Sunday 24 January 2016

in a little box with nasty barricades

For the anti-outsider racism against Scotland's diaspora which made it morally necessary to vote No, the worst of the leading nats was Jim Sillars. He it was who actually proposed that the Scots born in diaspora as the offspring of our emigrants - whose emigration itself was supposed to be a nat issue - should be filtered for desirable skills the same as migrants with no roots here, before they can live in their own country. He took this line of xenophobic hate speech towards a section of his own nation, in his campaign dialogue with George Galloway and to the Yes meeting on 7 May 2014 at Liberton school, Edinburgh. SSP leader Colin Fox was sitting beside him and continued to do a campaigning tour with him calling him a friend.

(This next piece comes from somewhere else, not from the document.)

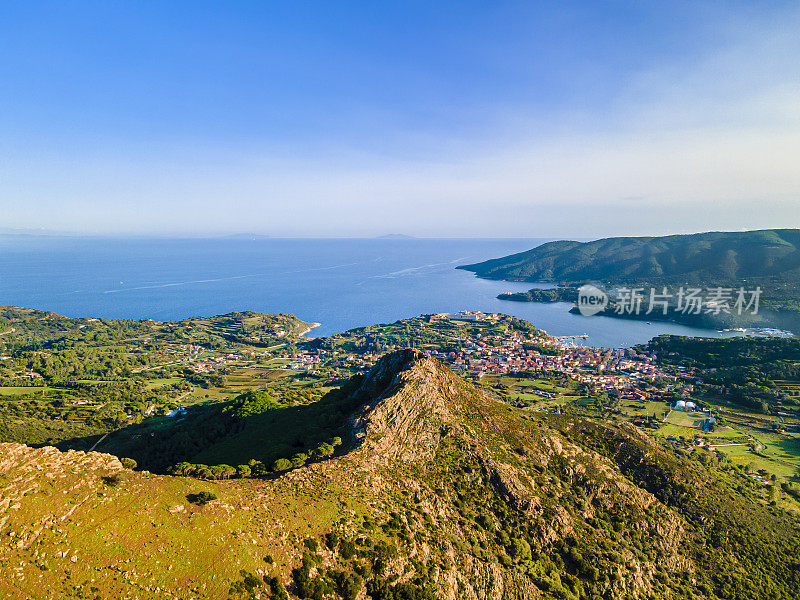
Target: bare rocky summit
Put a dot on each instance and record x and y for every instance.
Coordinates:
(444, 493)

I saw it because it was my question on citizenship by descent that he was answering. He told the same meeting that he was a Eurosceptic who would rather Scotland be like Norway and join EFTA, he retains from 70s nationalism its anti-EU strain, the idea of sacrosanct national sovereignty not getting pooled and united with anyone. Anti-Europeanism is now another racist anti-immigration position, because it means, and at British level much of it is motivated by, ending the union of free movement and travel. Going back to having nasty barricades up to the rest of the world outside your little box of global apartheid.

It fits him perfectly that he has now announced he's campaigning for an Out vote in the referendum, and splitting with the SNP mainstream by it, as he has ranted against the party control created by Salmond. The nats are better off without him, but will they realise it and break with his sick level of anti-diaspora bigotry?

Sillars will have no claim to moan or to claim any crisis if Scotland votes In and Britain votes Out. It is a matter of record that he wants the opposite.

Saturday 9 January 2016

term time

Green leader Patrick Harvie to wrote a column in yesterday's National, accepting as routine and uncontroversial across all oarties the bill to put off the 2020 Scottish election to 2021. He writes that he anticipates our electoral term becoming 5 years from now on to fit with the British and European terms and avoid clashes.

What's so wrong with clashes then? What is wrong with simply having an election at some other date than May when you want to avoid a clash? What, only since 1997, is suddenly so magic about May for elections?

Why the hell do the Greens, on the whole the most reformist party, want to go along with a consensus to make elections less frequent? How does that help reform anything?

Why would they, or indeed a nationalist government, want to change for worse Scotland's election cycle to acommodate Britain's, when there is no need to? Especially when there is much discontent by British-level political journalists that the term is too long. This 5 year term, this reduction in elections now presented as permanent, originated entirely from the party interests only for the 2010 parliament in making a right wing coalition deal of despised memory!

It rather looks like the Greens have succumbed to temptation to accept the gravy train giving them a free ride of holding their seats for the extra year, between having to see how they as small party perform in elections.